Как старые добрые мама и папа.
– У меня своя терапия. Вы держите ее в руках. – Я протянул ладонь. – Мне поставят оценку или нет?
Мисс Уоткинс вздохнула и вернула мне бумаги.
– Ты на несколько световых лет старше этого класса, Холден, и, вероятно, любого другого класса в этой школе. Но я беспокоюсь о тебе. Совершенно очевидно, что ты пережил что-то ужасное.
– Боже, и что вас только могло навести на эту мысль? – пробормотал я, запихивая эссе в сумку. Меня захлестнуло чувство вины при виде ее расстроенного выражения лица. – Вам не нужно обо мне беспокоиться, миссис Уоткинс. На самом деле я бы предпочел, чтобы вы этого не делали.
– Тебе неприятно, когда о тебе беспокоятся?
– К вашему сертификату учителя прилагалась лицензия психолога?
– Прости, ты прав, – сдалась она. – Я не психотерапевт. Но, как учитель, обязана заботиться о своих учениках, которые попали в беду. Твои описания злоупотребления алкоголем слишком реалистичны, чтобы быть вымышленными.
– Может, у меня просто очень живое воображение.
– Или, может быть, я вижу правду в твоих словах, потому что сама знаю, каково это.
Я закинул сумку на плечо и замер.
Мисс Уоткинс махнула рукой.
– Ты не обязан ничего отвечать. Это было очень давно, и все же воспоминания очень живы, как вчера, так и сегодня, и завтра и послезавтра. Такова нескончаемая природа борьбы. – Она мягко улыбнулась. – Но мне помогли. И я хотела бы, чтобы с тобой было так же.
Я напрягся.
– Всю мою жизнь люди пытаются меня исправить. Хотя этого не требуется.
– Я понимаю, что ты можешь чувствовать, но, пожалуйста, не сдавайся. Старайся, борись, пока наконец не поймешь, что заслуживаешь счастья. Потому что это так.
– Я буду счастлив. Как только окончу школу, обналичу свой чек на наследство и перееду в Париж. Или Лиссабон. Или Мадрид…
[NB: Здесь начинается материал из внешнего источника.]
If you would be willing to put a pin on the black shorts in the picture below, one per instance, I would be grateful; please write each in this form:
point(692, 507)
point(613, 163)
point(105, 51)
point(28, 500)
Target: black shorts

Тревожная морщинка между бровями мисс Уоткинс стала глубже.
– Еще больше изолироваться от всех не кажется здравым решением. Особенно с наличием большой суммы денег и зависимостью.
– А какие у меня альтернативы, миссис Уоткинс? – Мой тон был жестким, но сердце умоляло услышать ответ, в который оно могло бы поверить.
– Остаться здесь, поближе к дому, и задуматься о том, что я сказала о программе в университете. Помимо того, что твой талант будет развиваться, там существуют службы психологической помощи студентам…
– Ответ неправильный. Это не дом. Здесь для меня ничего нет.
И никого. После того, как Ривер уедет…
Мисс Уоткинс вздохнула.
– Ну хорошо. Но если ты передумаешь или захочешь поговорить, то я всегда готова тебя выслушать, Холден. Пожалуйста, помни об этом. Ладно?
Я проглотил комок внезапных нежелательных эмоций.
– Хорошо, – ответил я и мысленно все же оставил дверь приоткрытой, лишь на щелочку.
В ту ночь гостевой дом своей пустотой вызывал приступы клаустрофобии. Я пытался писать, но от царапающего звука ручки по бумаге приходилось стиснуть зубы. Малейший звук казался громким, усиливая чувство одиночества и превращая его в живое, дышащее существо.
Я бросил ручку, ручку Ривера, и направился к морозильнику, где меня ждала новая бутылка Ducasse. Холодный, морозный воздух коснулся кожи, пробуждая воспоминания об Аляске. Меня ждала очередная ночь пьяного бреда, за которой последует еще одно похмельное утро. И снова по кругу.